Fans and former “Drag Race” contestants were quick to disagree with RuPaul, with Willam Belli noting that “[denying opportunities] because of someone’s narrow-mind view on what they call ‘drag’ is fucked.” As Vox notes, cis performers who do drag make it clear that what they do is a performance, an exaggerated version of the opposite gender they don’t identify within their personal lives. But for trans drag performers, drag is a way to express themselves and their gender in a space that welcomes them. Attempting to exclude anyone from the drag scene is hurtful and dismisses its history, which has been shaped by trans, non-binary and cis performers. Drag is for everyone, and putting limitations upon drag performers is counter-intuitive to drag itself.

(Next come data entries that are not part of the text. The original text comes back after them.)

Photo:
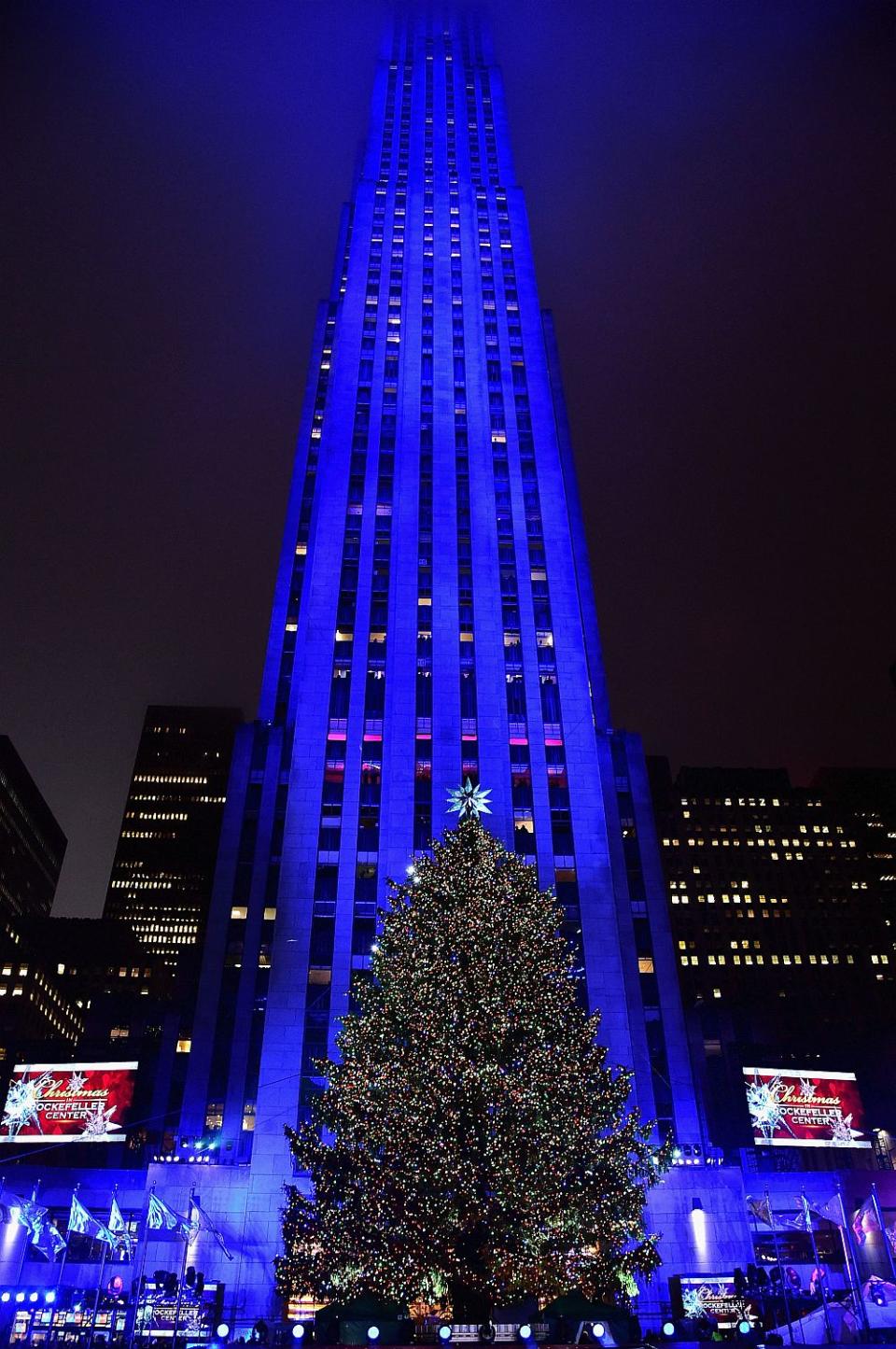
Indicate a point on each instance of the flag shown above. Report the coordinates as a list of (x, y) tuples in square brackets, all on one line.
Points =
[(162, 1220), (865, 1221), (803, 1218), (830, 1209), (762, 1210), (206, 1225), (81, 1220), (49, 1240), (118, 1227)]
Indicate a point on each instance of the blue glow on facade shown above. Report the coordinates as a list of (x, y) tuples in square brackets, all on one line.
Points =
[(433, 642)]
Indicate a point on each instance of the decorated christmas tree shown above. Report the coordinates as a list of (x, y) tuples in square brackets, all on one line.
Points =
[(472, 1145)]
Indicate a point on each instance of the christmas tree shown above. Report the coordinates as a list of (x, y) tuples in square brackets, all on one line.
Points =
[(472, 1145)]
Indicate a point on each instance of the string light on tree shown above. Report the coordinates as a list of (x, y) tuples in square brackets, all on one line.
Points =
[(472, 1145)]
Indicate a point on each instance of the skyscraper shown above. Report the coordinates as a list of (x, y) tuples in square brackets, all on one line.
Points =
[(163, 864), (433, 621), (31, 842)]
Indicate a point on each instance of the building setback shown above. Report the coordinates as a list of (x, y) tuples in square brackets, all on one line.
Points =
[(163, 864), (31, 842)]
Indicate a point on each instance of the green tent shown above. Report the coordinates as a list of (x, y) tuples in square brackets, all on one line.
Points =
[(574, 1307)]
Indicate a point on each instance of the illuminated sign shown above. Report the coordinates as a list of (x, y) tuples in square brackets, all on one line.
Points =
[(711, 1295), (68, 1103), (196, 1315), (805, 1109)]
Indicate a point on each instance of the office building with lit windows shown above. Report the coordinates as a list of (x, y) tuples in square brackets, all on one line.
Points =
[(161, 881), (780, 903), (433, 621)]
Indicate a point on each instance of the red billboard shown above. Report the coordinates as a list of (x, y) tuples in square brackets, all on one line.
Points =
[(68, 1103), (805, 1109)]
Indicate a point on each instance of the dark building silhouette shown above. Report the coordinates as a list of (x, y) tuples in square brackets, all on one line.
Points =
[(781, 909), (165, 858), (31, 842)]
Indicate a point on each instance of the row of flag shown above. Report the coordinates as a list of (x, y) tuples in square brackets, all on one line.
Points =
[(866, 1220), (161, 1220)]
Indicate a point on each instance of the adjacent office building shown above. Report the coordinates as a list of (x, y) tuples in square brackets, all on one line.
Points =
[(31, 842), (165, 858), (780, 900)]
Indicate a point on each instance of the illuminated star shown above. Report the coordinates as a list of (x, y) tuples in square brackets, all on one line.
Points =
[(764, 1103), (469, 800)]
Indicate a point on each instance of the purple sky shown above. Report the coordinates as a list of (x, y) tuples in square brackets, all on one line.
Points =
[(711, 200)]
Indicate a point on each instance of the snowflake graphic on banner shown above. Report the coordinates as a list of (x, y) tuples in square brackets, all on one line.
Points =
[(23, 1103), (469, 800), (100, 1122), (842, 1130), (693, 1302), (764, 1103)]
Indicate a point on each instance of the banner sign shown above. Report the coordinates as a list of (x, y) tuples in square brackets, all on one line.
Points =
[(196, 1317), (805, 1109), (68, 1103), (711, 1295)]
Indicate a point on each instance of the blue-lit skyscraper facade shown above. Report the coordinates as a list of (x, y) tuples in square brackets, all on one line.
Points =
[(433, 621)]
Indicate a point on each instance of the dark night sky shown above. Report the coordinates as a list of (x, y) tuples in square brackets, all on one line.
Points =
[(711, 202)]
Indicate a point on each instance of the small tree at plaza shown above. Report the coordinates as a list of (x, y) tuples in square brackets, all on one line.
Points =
[(471, 1143)]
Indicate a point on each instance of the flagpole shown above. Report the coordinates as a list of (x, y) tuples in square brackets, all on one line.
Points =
[(852, 1263), (818, 1267), (99, 1287), (65, 1254), (29, 1234), (180, 1285), (136, 1286), (780, 1270), (883, 1232)]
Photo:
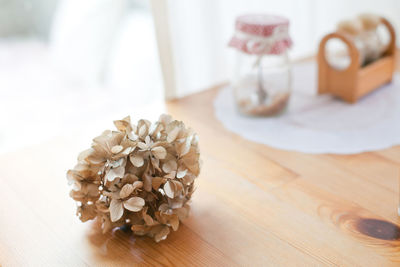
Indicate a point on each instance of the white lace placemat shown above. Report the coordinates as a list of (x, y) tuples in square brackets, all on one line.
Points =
[(320, 123)]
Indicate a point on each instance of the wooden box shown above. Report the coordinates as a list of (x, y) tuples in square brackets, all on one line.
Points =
[(355, 81)]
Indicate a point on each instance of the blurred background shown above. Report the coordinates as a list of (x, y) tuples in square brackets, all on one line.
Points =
[(73, 66)]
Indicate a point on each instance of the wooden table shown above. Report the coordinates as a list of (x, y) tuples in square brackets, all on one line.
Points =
[(254, 205)]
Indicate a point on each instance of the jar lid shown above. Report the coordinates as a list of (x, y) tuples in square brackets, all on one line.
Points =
[(261, 34)]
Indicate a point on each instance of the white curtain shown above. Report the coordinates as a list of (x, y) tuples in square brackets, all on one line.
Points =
[(192, 34)]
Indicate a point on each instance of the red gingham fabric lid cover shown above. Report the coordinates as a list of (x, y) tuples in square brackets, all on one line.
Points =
[(261, 34)]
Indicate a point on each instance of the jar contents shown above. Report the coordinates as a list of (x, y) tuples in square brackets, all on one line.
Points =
[(261, 82)]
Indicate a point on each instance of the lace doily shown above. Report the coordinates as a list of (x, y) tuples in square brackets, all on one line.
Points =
[(320, 123)]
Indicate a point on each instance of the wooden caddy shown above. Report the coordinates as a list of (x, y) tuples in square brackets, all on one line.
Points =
[(355, 81)]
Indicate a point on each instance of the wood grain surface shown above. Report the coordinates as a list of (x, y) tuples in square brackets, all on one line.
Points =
[(254, 206)]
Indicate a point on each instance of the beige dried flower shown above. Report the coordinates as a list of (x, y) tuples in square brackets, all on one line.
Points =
[(141, 176)]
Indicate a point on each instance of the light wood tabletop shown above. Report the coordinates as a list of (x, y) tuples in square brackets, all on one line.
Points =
[(254, 206)]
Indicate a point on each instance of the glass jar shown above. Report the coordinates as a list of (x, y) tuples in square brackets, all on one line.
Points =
[(262, 73)]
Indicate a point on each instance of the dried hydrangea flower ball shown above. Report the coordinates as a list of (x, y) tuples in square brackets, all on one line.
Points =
[(140, 175)]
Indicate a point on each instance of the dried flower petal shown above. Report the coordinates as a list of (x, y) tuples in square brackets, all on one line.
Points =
[(169, 189), (116, 210), (126, 190), (159, 152), (136, 160), (115, 173), (116, 149), (134, 204), (170, 166), (150, 192)]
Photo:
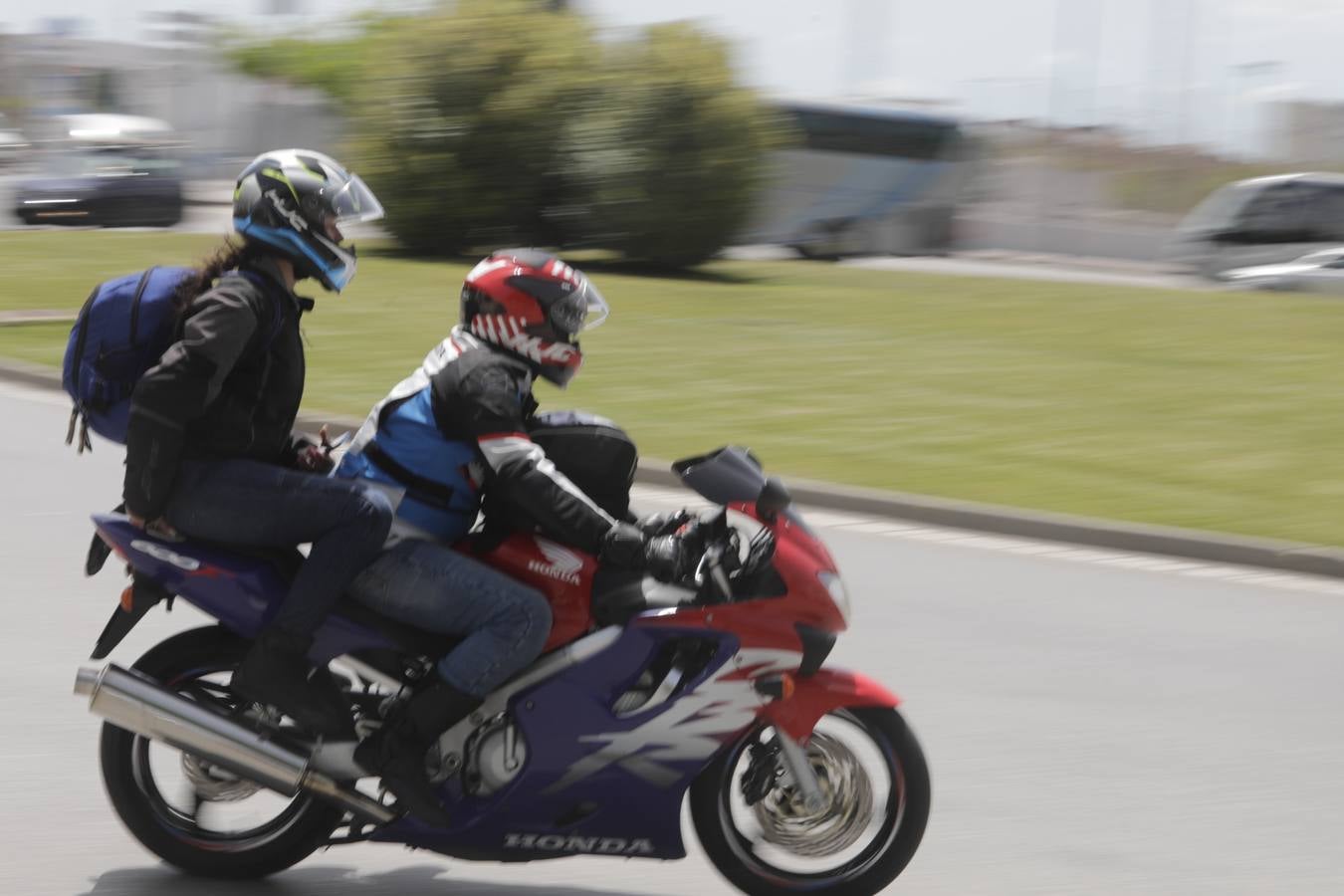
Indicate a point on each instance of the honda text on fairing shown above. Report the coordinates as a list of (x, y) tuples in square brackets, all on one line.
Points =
[(801, 778)]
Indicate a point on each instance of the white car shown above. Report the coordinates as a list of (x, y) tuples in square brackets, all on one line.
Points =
[(12, 145), (1319, 272)]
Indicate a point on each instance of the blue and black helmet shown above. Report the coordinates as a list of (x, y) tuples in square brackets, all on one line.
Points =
[(287, 199)]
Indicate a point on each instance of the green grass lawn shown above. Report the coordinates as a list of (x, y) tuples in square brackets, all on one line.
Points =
[(1210, 410)]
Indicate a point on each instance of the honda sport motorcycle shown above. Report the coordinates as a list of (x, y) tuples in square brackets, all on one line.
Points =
[(799, 778)]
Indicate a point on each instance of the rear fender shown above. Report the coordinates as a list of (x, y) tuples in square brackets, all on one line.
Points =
[(817, 695)]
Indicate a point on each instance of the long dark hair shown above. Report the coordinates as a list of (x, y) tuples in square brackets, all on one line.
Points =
[(234, 253)]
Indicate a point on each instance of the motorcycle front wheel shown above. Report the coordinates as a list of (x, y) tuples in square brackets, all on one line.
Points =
[(757, 830)]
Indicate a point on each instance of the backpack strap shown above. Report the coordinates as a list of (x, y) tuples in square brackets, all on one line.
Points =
[(277, 315)]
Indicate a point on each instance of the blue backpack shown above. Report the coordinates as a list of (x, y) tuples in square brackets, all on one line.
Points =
[(122, 331)]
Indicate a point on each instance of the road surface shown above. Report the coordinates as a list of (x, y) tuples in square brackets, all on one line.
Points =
[(1095, 723)]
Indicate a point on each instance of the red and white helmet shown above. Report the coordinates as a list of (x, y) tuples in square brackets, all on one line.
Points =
[(533, 305)]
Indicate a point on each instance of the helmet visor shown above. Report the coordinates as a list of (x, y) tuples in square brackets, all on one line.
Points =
[(353, 202), (582, 310)]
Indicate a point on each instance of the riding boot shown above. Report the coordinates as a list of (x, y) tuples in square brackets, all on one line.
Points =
[(277, 672), (396, 751)]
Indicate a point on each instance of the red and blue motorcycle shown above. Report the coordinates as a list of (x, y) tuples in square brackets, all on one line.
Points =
[(799, 778)]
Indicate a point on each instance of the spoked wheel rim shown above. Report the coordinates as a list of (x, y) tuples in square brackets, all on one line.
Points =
[(864, 792), (198, 802)]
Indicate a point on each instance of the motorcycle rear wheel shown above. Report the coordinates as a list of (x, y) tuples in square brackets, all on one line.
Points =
[(857, 845), (134, 772)]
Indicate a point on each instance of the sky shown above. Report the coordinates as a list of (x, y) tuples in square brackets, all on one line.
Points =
[(1171, 70)]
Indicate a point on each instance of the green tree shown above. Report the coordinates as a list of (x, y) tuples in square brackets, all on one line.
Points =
[(490, 122), (683, 148)]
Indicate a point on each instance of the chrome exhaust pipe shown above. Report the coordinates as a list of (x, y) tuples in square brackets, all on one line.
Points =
[(140, 704)]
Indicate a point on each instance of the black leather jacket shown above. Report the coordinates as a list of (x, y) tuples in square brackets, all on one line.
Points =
[(227, 388)]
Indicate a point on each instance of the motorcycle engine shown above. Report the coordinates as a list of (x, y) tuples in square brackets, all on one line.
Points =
[(498, 757)]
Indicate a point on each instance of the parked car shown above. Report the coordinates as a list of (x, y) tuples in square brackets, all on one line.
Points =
[(1262, 220), (112, 171), (1321, 272)]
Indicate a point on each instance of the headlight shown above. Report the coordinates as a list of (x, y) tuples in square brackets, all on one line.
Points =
[(835, 585)]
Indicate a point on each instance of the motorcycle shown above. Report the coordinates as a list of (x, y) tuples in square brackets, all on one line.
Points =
[(799, 778)]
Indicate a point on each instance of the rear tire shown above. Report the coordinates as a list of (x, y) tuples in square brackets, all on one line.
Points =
[(302, 827), (899, 831)]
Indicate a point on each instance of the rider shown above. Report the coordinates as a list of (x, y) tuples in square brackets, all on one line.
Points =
[(210, 449), (454, 426)]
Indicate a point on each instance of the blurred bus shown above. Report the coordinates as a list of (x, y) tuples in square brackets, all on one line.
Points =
[(1260, 220), (864, 180)]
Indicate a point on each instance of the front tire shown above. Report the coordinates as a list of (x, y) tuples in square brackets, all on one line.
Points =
[(134, 781), (862, 861)]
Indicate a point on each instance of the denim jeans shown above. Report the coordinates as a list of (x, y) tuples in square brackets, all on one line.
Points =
[(257, 504), (433, 587)]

RuPaul issued the below tweet in response to the backslash, comparing hormone therapy to steroid use in sporting events (aka, cheating):
You can take performance enhancing drugs and still be an athlete, just not in the Olympics. pic.twitter.com/HkJjzXzUGm
— RuPaul (@RuPaul) March 5, 2018
It did not go over well. Past contestants and “Drag Race” winners, including reigning queen Sasha Velour, continued to throw support behind trans and bio queens, leading to a complete walk-back of the interview:
Each morning I pray to set aside everything I THINK I know, so I may have an open mind and a new experience. I understand and regret the hurt I have caused. The trans community are heroes of our shared LGBTQ movement. You are my teachers. pic.twitter.com/80Qi2halN2
— RuPaul (@RuPaul) March 5, 2018
In the 10 years we’ve been casting Drag Race, the only thing we've ever screened for is charisma uniqueness nerve and talent. And that will never change. pic.twitter.com/0jsyt6MRvO
— RuPaul (@RuPaul) March 5, 2018
The flag RuPaul included in the second tweet, by the way, is not the trans flag. Looks like somebody googled the trans pride flag and accidentally typed in “trains.” An honest mistake, but not the best apology one could make. What do you think of RuPaul’s comments and the reaction from “Drag Race” fans and fellow drag performers?